Bret Stephens / New York Times

“For years, the Trump administration’s peacemaking efforts in the Middle East have been the object of relentless derision in elite foreign-policy circles, some of it justified. Yet with Friday’s announcement that Bahrain would join the United Arab Emirates as the second Arab state in 30 days to normalize ties with Israel, the administration has done more for regional peace than most of its predecessors, including an Obama administration that tried hard and failed badly.

“There are lessons in this, at least for anyone prepared to consider just how wrong a half-century’s worth of conventional wisdom has been.

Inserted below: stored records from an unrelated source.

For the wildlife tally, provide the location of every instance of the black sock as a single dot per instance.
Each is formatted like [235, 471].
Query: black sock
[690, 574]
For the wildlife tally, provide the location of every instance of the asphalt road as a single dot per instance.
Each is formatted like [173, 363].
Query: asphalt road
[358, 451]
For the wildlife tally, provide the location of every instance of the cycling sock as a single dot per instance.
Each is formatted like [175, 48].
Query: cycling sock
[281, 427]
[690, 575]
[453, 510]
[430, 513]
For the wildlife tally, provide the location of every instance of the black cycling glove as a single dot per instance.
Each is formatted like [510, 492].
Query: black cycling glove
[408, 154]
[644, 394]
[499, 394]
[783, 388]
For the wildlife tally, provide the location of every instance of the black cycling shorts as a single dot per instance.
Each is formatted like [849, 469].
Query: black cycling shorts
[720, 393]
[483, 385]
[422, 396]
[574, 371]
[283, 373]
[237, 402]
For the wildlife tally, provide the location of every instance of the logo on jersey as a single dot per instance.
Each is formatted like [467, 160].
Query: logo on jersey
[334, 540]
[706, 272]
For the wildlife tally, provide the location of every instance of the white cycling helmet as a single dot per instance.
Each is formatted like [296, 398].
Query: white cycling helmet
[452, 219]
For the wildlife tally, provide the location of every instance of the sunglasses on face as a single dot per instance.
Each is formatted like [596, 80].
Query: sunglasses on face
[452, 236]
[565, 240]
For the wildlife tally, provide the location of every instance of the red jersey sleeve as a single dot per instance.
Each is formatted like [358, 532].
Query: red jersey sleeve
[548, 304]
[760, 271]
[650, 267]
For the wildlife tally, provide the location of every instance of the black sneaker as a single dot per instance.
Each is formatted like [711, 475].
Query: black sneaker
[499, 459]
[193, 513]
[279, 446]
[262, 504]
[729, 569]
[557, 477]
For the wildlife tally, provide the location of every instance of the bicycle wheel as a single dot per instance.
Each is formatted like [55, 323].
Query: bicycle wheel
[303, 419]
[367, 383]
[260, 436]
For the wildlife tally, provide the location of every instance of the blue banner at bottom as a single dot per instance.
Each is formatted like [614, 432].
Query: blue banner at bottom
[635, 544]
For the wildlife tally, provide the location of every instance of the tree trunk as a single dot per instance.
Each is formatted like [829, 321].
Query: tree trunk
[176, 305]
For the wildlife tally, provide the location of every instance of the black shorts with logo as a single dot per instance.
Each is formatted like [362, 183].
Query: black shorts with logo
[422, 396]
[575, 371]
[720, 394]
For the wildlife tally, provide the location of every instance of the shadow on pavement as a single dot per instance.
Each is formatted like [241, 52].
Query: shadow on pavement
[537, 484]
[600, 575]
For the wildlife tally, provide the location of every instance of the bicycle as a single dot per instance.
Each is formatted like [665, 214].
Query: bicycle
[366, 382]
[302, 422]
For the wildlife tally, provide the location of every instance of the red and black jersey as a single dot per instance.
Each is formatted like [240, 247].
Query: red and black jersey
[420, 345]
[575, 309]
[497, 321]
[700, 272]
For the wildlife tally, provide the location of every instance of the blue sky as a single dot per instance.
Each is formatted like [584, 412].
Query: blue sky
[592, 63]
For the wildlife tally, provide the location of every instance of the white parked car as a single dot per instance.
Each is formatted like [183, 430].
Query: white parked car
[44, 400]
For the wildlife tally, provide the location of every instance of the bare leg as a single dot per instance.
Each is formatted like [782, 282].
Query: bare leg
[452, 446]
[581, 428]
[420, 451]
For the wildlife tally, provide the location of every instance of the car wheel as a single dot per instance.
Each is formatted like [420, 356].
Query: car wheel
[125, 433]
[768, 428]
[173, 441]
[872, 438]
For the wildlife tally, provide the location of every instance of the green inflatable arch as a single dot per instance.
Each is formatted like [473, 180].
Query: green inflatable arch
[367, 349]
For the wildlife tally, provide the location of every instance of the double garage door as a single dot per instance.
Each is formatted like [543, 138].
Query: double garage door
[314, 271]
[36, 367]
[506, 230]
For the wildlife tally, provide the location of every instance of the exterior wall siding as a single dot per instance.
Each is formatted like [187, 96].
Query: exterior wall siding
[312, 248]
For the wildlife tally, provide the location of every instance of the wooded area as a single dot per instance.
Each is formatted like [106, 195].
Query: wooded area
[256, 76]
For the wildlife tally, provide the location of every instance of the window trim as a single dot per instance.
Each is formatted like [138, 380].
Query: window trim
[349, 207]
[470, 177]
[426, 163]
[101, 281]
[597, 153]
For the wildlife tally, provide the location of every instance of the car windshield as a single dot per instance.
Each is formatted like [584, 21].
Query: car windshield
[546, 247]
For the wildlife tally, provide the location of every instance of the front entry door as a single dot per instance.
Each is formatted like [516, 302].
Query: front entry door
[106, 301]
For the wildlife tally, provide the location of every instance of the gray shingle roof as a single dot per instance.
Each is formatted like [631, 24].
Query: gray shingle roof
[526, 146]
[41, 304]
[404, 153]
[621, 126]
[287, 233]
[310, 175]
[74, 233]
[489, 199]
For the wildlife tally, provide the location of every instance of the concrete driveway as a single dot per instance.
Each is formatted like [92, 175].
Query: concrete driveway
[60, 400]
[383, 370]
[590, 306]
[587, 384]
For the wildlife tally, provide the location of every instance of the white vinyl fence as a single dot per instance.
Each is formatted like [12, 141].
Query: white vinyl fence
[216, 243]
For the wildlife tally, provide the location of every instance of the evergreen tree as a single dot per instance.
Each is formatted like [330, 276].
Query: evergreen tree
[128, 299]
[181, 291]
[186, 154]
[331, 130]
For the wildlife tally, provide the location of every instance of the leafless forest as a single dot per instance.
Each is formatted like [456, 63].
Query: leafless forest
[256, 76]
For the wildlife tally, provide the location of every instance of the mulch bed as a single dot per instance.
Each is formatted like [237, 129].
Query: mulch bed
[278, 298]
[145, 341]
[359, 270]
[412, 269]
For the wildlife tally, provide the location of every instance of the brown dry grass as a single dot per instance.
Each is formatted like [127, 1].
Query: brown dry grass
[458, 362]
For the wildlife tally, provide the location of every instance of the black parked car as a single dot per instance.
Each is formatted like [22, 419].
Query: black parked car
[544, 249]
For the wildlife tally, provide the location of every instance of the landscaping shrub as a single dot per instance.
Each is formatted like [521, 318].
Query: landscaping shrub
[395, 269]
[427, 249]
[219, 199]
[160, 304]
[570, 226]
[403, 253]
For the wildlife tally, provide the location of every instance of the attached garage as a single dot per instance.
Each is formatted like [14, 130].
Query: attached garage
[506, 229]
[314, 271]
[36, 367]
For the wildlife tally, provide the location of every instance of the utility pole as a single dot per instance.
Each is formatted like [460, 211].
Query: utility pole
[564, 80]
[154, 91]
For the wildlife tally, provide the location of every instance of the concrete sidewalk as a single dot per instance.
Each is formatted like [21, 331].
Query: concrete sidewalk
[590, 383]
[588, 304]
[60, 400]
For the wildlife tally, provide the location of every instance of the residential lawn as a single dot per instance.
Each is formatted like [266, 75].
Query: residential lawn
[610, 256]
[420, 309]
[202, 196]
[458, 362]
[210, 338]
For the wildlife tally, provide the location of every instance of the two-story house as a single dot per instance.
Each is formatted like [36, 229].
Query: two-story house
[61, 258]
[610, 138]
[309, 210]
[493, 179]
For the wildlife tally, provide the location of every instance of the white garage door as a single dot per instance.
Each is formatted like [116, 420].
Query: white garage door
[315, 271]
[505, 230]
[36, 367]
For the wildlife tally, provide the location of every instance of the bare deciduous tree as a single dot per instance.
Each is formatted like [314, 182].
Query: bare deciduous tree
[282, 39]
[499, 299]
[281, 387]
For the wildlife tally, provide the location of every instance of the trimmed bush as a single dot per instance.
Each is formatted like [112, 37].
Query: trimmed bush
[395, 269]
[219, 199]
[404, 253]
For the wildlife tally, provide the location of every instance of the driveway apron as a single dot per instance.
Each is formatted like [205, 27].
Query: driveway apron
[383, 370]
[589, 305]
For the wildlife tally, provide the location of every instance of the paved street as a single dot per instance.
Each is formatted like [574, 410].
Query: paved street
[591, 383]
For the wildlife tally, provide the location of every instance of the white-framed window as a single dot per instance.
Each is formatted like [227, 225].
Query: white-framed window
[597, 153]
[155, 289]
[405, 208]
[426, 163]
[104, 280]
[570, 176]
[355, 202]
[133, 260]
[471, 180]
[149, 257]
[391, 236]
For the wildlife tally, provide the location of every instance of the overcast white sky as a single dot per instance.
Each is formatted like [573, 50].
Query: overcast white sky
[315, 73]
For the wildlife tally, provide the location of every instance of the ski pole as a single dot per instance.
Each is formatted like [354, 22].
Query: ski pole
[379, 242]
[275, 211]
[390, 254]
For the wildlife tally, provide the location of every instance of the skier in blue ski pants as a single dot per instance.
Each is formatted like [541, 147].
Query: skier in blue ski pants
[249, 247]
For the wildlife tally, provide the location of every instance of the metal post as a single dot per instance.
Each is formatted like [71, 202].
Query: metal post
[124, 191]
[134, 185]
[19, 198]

“At the heart of that conventional wisdom is the view, succinctly put by UN Secretary General Antonio Guterres in February, that ‘resolving the Israeli-Palestinian conflict remains key to sustainable peace in the Middle East.’  Untie that Gordian knot, so the thinking goes, and the region’s many problems become easier to solve, whether it’s other regional conflicts or the anti-Americanism that feeds international terrorism.

“That thinking was always dubious – what, for instance, did the Iran-Iraq War, in which a million people or more died, have to do with Israelis and Palestinians? – though it had the convenience of giving Arab regimes a good way of deflecting blame for their own bad governance. But since the (misnamed) Arab Spring began nearly a decade ago, the view has become absurd.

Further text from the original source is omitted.